Optional: Confectionary sugar for dusting; A Bourbon Confectionary Sugar Glaze

Directions
1. Preheat the oven to 300 degrees (F). Generously butter and lightly flour a 12-15 cup capacity bundt pan. Set aside.
2. Mix together the flour, baking powder, and Kosher salt. Set aside.
3. In the bowl of a standing mixer fitted with a paddle attachment, beat the butter, sugar, and brown sugar until light and fluffy (approximately 6-7 minutes). 
4. Beat in the eggs one at a time.
5. Mix in the vanilla and bourbon.
6. Reduce the mixer to low speed. Beginning with the flour mixture, alternate between adding the flour and sour cream for a total of 7 additions (beginning and ending with the flour).
7. Mix the toasted chopped pecans with one Tablespoon of flour. Add to the batter. On low speed, mix just until the pecans are well incorporated (do not over beat).
8. Spoon the batter into the prepared pan. Smooth the top with an offset spatula. Place the bundt pan on a baking sheet and place in the preheated oven.
9. Bake for 1 hour 45 minutes to 1 hour 55 minutes, rotating the cake midway through the baking process. Note: If using a bundt pan with a 13-15 cup capacity baking time may range from 1 hour 35 to 1 hour 45 minutes.
10. Remove cake from the oven. Let sit for 12-15 minutes before inverting onto a cake platter or cake stand. Let cake cool completely before slicing and serving. Note: If dusting with confectionary sugar or finishing with a confectionary sugar glaze, let cake cool first.
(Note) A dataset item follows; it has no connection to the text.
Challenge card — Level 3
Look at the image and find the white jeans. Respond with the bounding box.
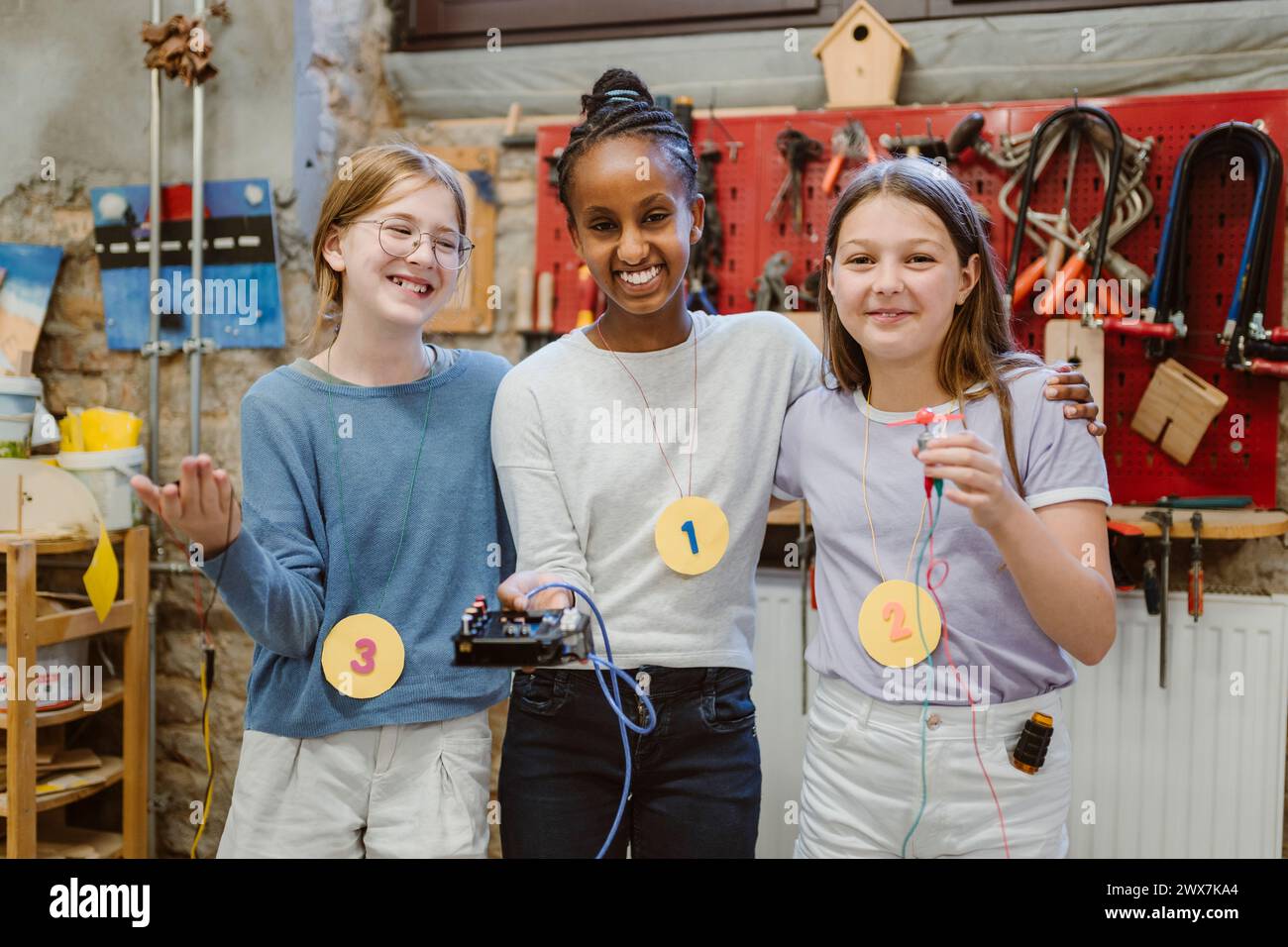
[218,710,492,858]
[796,678,1072,858]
Notes: (1) For the bourbon whiskey, I used one tablespoon of this small batch William Wolf Pecan Bourbon Whiskey. It's not very expensive and is equally great served in cocktails or straight up. (2)  I toasted the pecan halves on a baking sheet in a 325 degree (F) oven for 8-10 minutes. I reduced the oven temperature to 300 degrees when I inserted the bundt cake into the oven. (3) If well wrapped or stored in an airtight container, this cake will be optimal for up to 3 days.